Part of International Conference on Representation Learning 2025 (ICLR 2025) Conference
Taha EL BAKKALI EL KADI, Omar Saadi
The stochastic three points (STP) algorithm is a derivative-free optimization technique designed for unconstrained optimization problems in $\mathbb{R}^d$. In this paper, we analyze this algorithm for three classes of functions: smooth functions that may lack convexity, smooth convex functions, and smooth functions that are strongly convex. Our work provides the first almost sure convergence results of the STP algorithm, alongside some convergence results in expectation.For the class of smooth functions, we establish that the best gradient iterate of the STP algorithm converges almost surely to zero at a rate of $o(1/{T^{\frac{1}{2}-\epsilon}})$ for any $\epsilon\in (0,\frac{1}{2})$, where $T$ is the number of iterations.

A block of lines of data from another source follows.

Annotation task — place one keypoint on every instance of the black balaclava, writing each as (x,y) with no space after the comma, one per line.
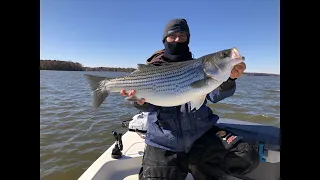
(176,51)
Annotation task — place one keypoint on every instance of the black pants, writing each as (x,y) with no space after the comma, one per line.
(218,153)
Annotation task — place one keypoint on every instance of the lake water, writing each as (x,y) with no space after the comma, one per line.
(72,136)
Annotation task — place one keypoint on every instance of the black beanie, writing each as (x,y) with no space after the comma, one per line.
(176,25)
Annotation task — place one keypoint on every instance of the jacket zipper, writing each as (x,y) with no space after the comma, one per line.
(180,129)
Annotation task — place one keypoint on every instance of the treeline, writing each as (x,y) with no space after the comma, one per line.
(260,74)
(114,69)
(60,65)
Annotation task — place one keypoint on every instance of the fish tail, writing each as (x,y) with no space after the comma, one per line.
(99,92)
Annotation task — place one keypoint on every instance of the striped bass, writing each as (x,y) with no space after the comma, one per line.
(171,84)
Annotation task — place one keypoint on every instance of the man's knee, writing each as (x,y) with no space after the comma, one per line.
(241,159)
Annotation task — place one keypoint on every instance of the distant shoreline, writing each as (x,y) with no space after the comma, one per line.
(59,65)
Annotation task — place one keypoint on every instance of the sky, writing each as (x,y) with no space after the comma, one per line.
(124,33)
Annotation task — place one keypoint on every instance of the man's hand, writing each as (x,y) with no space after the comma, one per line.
(132,93)
(237,70)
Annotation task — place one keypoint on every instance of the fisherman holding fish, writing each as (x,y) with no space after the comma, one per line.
(184,138)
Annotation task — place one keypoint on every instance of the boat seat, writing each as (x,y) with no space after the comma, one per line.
(132,177)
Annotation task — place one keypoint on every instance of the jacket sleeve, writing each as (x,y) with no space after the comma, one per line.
(225,90)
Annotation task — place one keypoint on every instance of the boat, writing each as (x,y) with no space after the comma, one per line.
(122,160)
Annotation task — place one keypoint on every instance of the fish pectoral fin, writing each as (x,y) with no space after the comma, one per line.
(197,103)
(132,98)
(199,84)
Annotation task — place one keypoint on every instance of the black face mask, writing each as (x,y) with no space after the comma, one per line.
(175,48)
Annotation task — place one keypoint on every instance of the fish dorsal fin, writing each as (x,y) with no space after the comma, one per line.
(197,103)
(144,66)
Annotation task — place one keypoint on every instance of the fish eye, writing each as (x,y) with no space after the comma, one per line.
(224,54)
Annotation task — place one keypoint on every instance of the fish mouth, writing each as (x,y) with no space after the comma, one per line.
(236,55)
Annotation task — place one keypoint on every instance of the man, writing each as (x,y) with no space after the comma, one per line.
(180,140)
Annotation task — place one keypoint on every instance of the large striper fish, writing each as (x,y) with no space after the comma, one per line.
(171,84)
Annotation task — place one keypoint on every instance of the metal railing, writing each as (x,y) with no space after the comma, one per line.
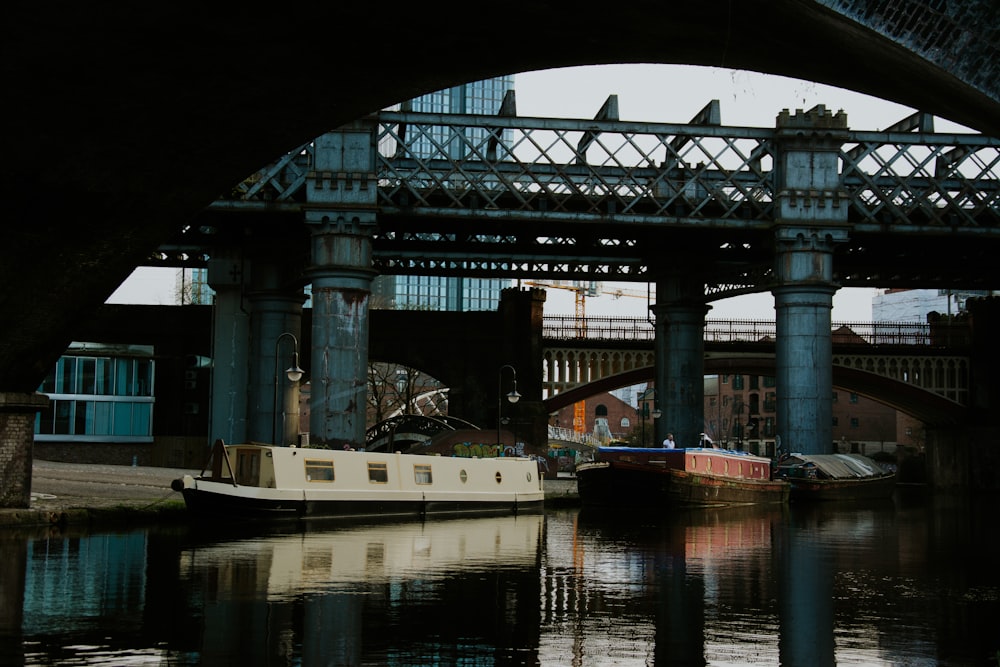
(603,328)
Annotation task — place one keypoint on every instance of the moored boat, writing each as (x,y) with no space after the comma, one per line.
(835,477)
(258,480)
(696,477)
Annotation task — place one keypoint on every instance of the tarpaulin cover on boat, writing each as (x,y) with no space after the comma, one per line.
(838,466)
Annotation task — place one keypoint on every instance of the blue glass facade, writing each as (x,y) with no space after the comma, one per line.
(99,394)
(437,292)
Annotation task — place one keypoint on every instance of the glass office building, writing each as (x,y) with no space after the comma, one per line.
(99,393)
(438,292)
(414,292)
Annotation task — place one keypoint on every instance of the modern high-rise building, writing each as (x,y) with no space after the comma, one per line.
(414,292)
(440,292)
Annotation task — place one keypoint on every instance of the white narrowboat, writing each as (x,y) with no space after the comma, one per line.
(259,480)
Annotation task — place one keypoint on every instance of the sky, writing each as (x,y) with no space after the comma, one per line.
(654,93)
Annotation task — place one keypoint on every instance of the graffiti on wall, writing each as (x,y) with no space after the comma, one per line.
(484,451)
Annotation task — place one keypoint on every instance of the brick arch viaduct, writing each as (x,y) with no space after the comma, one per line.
(931,409)
(124,124)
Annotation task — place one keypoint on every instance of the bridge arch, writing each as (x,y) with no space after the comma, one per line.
(919,403)
(214,128)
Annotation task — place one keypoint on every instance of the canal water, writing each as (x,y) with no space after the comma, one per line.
(912,581)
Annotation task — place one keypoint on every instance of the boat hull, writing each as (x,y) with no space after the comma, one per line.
(259,481)
(842,489)
(835,477)
(624,484)
(202,501)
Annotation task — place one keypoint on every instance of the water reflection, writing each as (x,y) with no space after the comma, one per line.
(898,583)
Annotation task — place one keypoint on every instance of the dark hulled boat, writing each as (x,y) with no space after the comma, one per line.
(696,477)
(815,477)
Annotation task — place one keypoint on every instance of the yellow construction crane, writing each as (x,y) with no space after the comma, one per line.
(580,293)
(583,290)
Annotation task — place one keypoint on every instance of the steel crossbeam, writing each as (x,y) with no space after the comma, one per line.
(504,196)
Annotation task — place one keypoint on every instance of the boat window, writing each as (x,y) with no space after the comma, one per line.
(422,474)
(319,471)
(378,473)
(248,467)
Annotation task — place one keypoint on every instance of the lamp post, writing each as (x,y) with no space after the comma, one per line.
(294,374)
(513,397)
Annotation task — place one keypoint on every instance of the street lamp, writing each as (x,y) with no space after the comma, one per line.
(513,397)
(293,373)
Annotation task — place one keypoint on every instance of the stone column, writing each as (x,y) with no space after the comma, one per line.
(812,220)
(680,360)
(341,194)
(275,329)
(17,437)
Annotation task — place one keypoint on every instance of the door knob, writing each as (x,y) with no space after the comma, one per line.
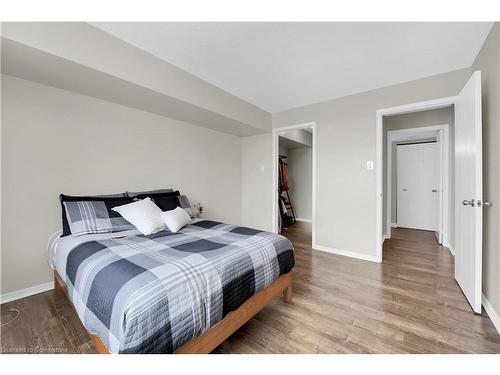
(484,203)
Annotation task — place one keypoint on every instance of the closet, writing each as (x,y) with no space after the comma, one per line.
(285,206)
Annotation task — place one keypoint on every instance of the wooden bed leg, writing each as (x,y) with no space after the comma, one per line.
(287,293)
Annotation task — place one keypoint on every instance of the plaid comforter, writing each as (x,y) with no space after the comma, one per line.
(152,294)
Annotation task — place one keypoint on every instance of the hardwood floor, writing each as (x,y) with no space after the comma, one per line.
(408,304)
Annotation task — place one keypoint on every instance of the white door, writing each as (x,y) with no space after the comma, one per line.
(469,191)
(418,184)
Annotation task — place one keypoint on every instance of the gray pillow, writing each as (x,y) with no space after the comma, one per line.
(132,194)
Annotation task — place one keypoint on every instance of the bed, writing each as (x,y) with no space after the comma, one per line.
(183,292)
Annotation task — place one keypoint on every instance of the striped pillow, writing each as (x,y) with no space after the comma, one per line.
(95,216)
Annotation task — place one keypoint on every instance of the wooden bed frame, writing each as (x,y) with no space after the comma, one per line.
(226,327)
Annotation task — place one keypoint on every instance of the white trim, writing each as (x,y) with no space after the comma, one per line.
(345,253)
(451,248)
(18,294)
(276,133)
(443,139)
(494,317)
(379,115)
(304,220)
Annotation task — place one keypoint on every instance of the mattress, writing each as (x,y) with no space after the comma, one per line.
(152,294)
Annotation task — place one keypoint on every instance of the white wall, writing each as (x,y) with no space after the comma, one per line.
(300,181)
(55,141)
(346,139)
(257,183)
(488,61)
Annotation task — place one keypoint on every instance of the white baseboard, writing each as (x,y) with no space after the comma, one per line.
(452,250)
(346,253)
(304,220)
(495,318)
(18,294)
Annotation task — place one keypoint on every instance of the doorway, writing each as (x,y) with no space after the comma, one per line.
(294,176)
(418,179)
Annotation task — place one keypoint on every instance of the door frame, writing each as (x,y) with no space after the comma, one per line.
(380,113)
(444,203)
(276,133)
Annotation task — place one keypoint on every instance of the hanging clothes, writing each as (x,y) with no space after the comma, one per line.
(283,168)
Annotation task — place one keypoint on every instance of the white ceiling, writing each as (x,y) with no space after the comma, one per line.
(278,66)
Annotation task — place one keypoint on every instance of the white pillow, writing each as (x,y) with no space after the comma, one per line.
(175,219)
(143,214)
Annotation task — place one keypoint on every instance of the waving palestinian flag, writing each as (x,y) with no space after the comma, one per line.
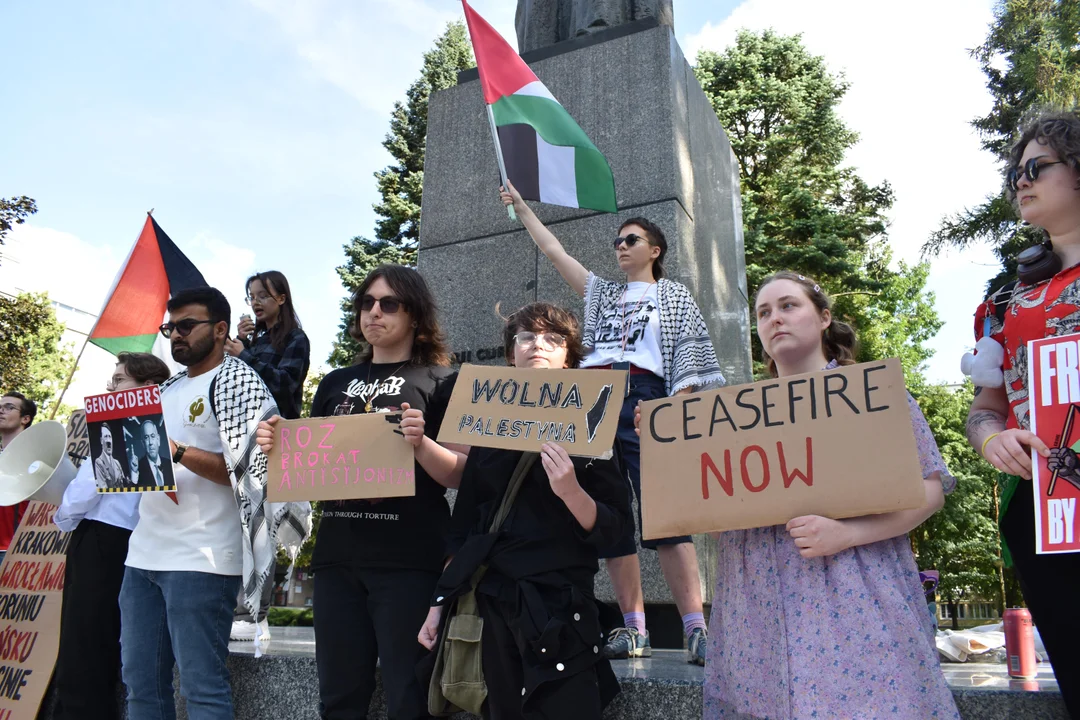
(548,157)
(154,270)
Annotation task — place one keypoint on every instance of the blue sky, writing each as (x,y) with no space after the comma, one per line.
(253,127)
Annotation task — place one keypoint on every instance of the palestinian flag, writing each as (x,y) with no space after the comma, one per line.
(548,157)
(154,270)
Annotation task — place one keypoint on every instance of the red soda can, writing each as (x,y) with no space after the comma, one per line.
(1020,643)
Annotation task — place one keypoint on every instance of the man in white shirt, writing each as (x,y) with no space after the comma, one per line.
(185,558)
(100,526)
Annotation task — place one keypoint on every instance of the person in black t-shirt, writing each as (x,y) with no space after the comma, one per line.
(542,639)
(377,561)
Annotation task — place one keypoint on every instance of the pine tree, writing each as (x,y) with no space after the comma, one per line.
(1031,62)
(401,184)
(802,208)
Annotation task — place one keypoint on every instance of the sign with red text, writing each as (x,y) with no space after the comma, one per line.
(1054,401)
(31,594)
(353,457)
(521,409)
(129,445)
(837,443)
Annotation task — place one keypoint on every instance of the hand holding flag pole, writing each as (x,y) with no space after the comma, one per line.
(498,155)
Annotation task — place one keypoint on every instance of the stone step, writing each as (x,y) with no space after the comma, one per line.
(284,684)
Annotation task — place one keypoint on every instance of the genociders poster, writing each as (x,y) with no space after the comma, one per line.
(1054,397)
(129,444)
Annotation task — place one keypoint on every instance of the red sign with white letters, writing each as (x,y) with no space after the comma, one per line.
(1054,394)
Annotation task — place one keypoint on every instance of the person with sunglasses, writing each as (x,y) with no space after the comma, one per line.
(377,561)
(278,349)
(652,327)
(190,554)
(1043,182)
(100,527)
(541,635)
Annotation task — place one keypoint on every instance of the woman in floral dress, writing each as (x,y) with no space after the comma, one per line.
(821,617)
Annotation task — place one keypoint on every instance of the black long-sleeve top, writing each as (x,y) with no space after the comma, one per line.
(540,534)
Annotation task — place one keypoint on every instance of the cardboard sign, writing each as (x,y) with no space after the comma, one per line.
(129,445)
(353,457)
(31,594)
(1054,397)
(521,409)
(837,444)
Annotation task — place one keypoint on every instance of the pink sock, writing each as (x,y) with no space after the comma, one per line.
(692,621)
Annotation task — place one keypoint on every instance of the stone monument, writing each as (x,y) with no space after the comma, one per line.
(633,93)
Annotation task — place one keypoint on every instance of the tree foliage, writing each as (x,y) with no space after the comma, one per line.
(1031,62)
(32,361)
(401,184)
(14,211)
(802,208)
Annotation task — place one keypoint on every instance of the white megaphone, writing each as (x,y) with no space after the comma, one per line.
(36,466)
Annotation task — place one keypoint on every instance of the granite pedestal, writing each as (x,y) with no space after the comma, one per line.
(284,684)
(636,97)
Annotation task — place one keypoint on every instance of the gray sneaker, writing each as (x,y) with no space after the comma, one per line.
(696,646)
(625,642)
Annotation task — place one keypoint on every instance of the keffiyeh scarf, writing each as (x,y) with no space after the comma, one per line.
(240,401)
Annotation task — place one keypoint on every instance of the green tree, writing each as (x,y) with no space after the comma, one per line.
(14,211)
(1031,60)
(32,361)
(401,184)
(802,208)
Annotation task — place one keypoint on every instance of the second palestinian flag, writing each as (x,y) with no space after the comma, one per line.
(548,155)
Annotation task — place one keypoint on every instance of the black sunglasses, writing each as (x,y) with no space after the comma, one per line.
(184,327)
(387,304)
(1031,170)
(631,240)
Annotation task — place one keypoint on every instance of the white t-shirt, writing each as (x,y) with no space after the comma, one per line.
(630,330)
(202,532)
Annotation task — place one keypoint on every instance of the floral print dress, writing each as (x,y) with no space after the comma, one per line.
(844,636)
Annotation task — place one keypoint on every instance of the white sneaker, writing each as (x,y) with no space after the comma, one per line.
(244,630)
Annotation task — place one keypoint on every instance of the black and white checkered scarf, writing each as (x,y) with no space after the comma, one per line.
(240,402)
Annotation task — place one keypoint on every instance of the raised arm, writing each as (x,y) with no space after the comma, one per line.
(572,272)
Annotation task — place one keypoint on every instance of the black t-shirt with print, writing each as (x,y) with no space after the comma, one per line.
(393,532)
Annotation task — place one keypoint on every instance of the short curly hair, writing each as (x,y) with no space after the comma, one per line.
(1058,131)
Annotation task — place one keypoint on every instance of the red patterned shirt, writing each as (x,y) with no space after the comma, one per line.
(1044,310)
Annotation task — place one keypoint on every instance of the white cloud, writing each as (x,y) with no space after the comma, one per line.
(914,91)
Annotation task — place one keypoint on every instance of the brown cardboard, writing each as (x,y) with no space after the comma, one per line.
(31,594)
(521,409)
(763,453)
(351,457)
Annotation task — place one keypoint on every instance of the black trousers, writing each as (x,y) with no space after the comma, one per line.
(578,696)
(1051,585)
(88,666)
(363,614)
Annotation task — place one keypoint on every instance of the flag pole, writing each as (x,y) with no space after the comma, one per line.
(498,155)
(67,384)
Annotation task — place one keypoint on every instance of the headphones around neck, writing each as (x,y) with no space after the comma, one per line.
(1038,263)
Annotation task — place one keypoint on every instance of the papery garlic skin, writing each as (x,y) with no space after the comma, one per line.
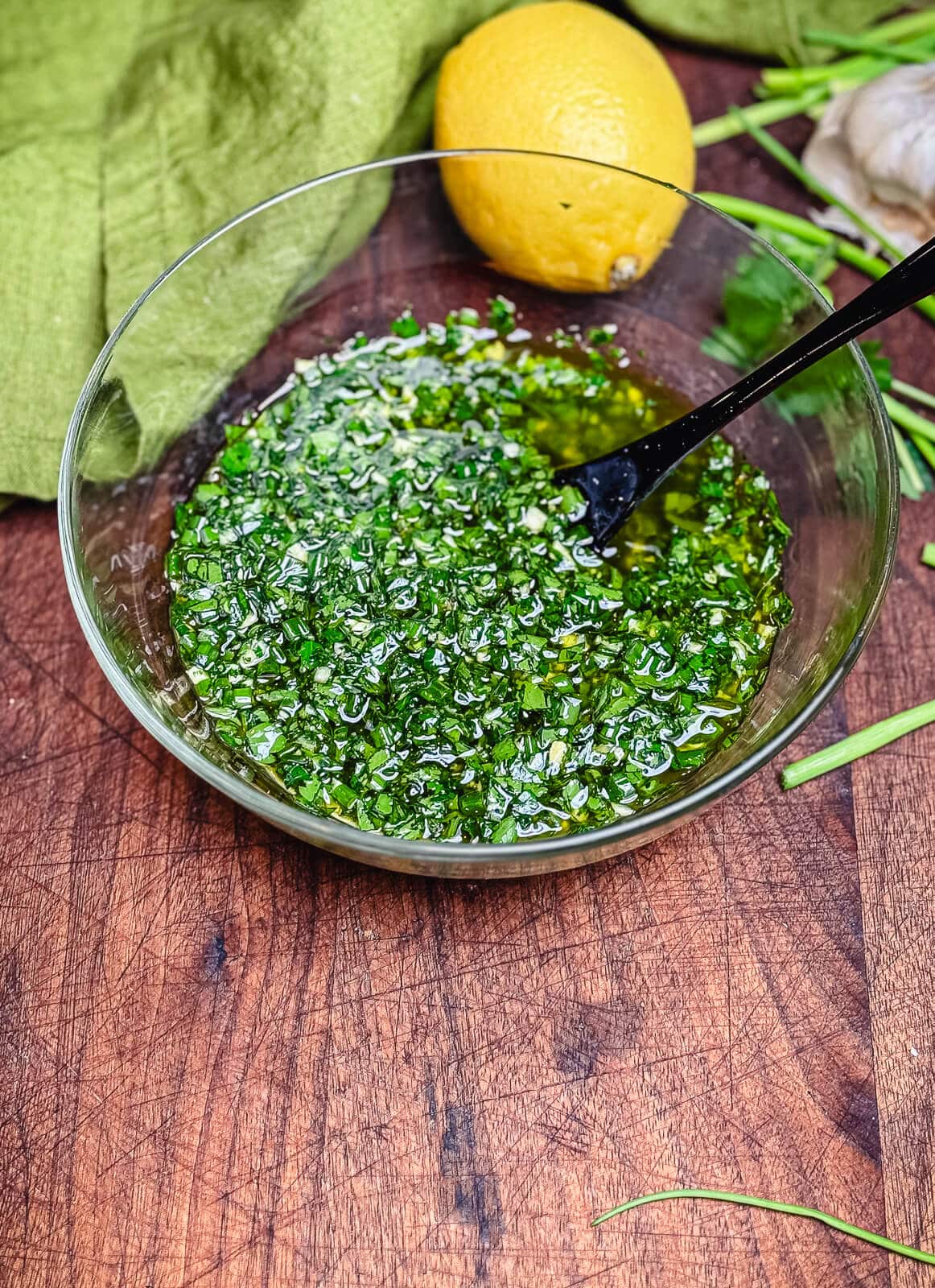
(875,148)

Furthermore, within the same class of functions, we establish both almost sure convergence and convergence in expectation of the final gradient iterate towards zero.For the class of smooth convex functions, we establish that $f(\theta^T)$ converges to $\inf_{\theta \in \mathbb{R}^d} f(\theta)$ almost surely at a rate of $o(1/{T^{1-\epsilon}})$ for any $\epsilon\in (0,1)$, and in expectation at a rate of $O(\frac{d}{T})$ where $d$ is the dimension of the space.Finally, for the class of smooth functions that are strongly convex, we establish that when step sizes are obtained by approximating the directional derivatives of the function, $f(\theta^T)$ converges to $\inf_{\theta \in \mathbb{R}^d} f(\theta)$ in expectation at a rate of $O((1-\frac{\mu}{dL})^T)$, and almost surely at a rate of $o((1-s\frac{\mu}{dL})^T)$ for any $s\in (0,1)$, where $\mu$ and $L$are the strong convexity and smoothness parameters of the function.